The implementation of monetary policies is done by central banks. The policies are implemented through the following tools:

  • Open market operations. The operation is when the central bank buys or sells securities from private banks. The operation aims at adding money to the banks or holding money from the banks. When it sells securities, it holds money from the bank and the banks have no money for lending. This change the money supply in the economy.
  • Change reserve requirement. This is a central bank requirement that all commercial banks should have a set minimum amount of money reserved for them. An increase or decrease of this minimum amount changes the money supply in the economy. Increasing the amount reduces the banks' amount and banks have less to lend, while a decrease of the minimum amount increases the amount the bank can lend.
  • Interest rates adjustments. The central bank adjusts interest rates through changing discount rates. The discount rate is the borrowing rates that central bank extends to its members or commercial banks. An increase in discount rates increases lending interest rates.

2)

Open Market Operations(OMO's) are activities within the Fed, overseen by the Federal Open Market Committee with a purpose to maintain inflation and influence economic growth.

Open Market Operation works through the buying and selling of government treasury securities among financial institutions within the Fed to control the aggregate money supply.

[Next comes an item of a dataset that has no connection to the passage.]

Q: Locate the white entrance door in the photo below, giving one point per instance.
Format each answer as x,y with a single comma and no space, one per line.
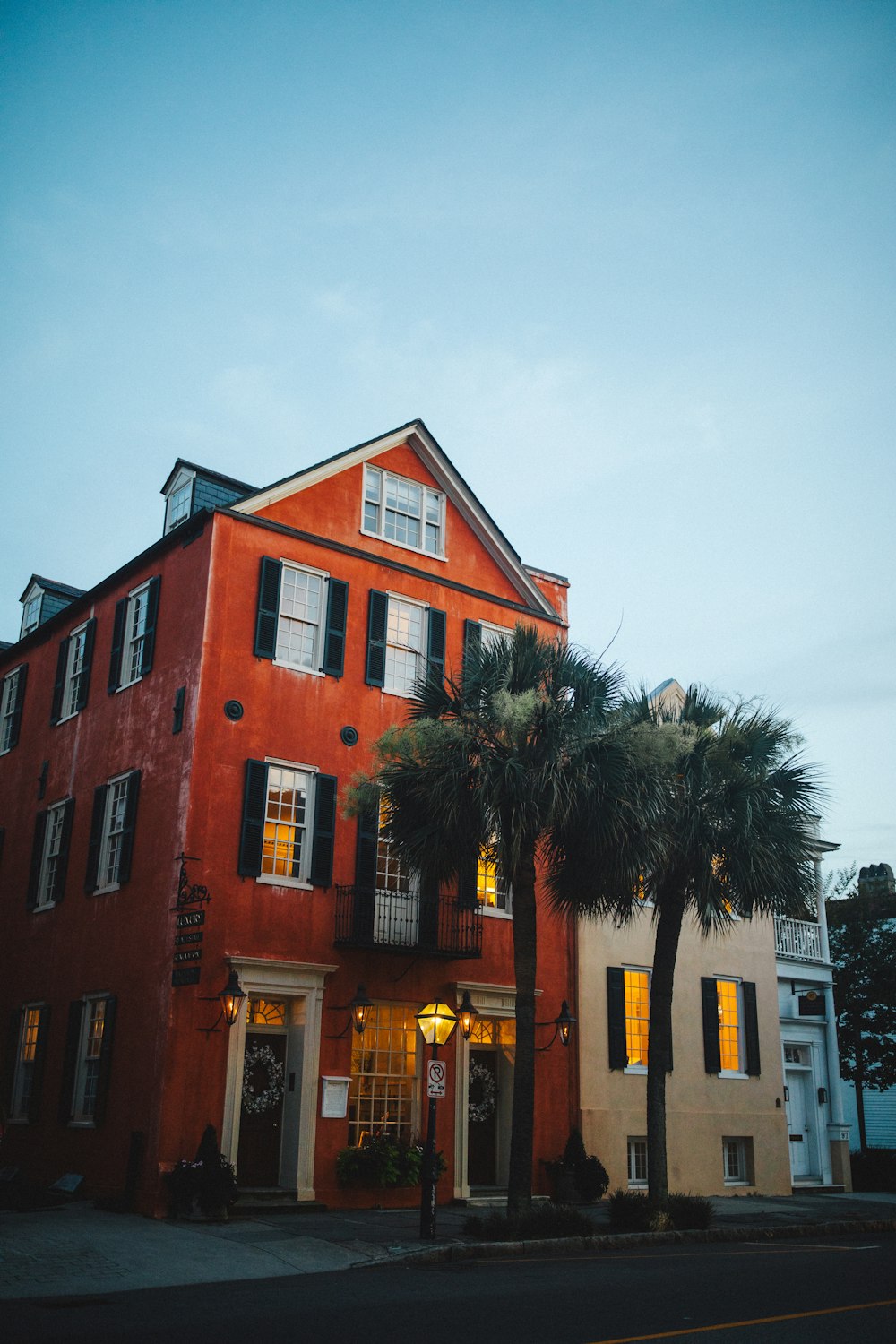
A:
801,1124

The buying of government securities increases the money supply in banking systems and within an economy, which eventually impacts on having low-interest rates of borrowing. These activities result in expansionary monetary policies.

The selling of government securities among the Fed member banks reduces the aggregate money supply in both banks and economy. Thus, these influences high-interest loan rates resulting in contractionary monetary policies.

3)

Revenue is the money that the government takes in, mainly from taxation.

 

Deficit is the year to year difference in what the government spends and the revenue the government makes.

 

Debt is the accumulation of yearly deficits and surpluses over time.

 

Any act of the government to increase or decrease spending or taxation will affect revenue, deficit, and debt. For example, if the government decides to cut taxes, revenues will decrease, the deficit will increase, and the debt will increase holding all else constant.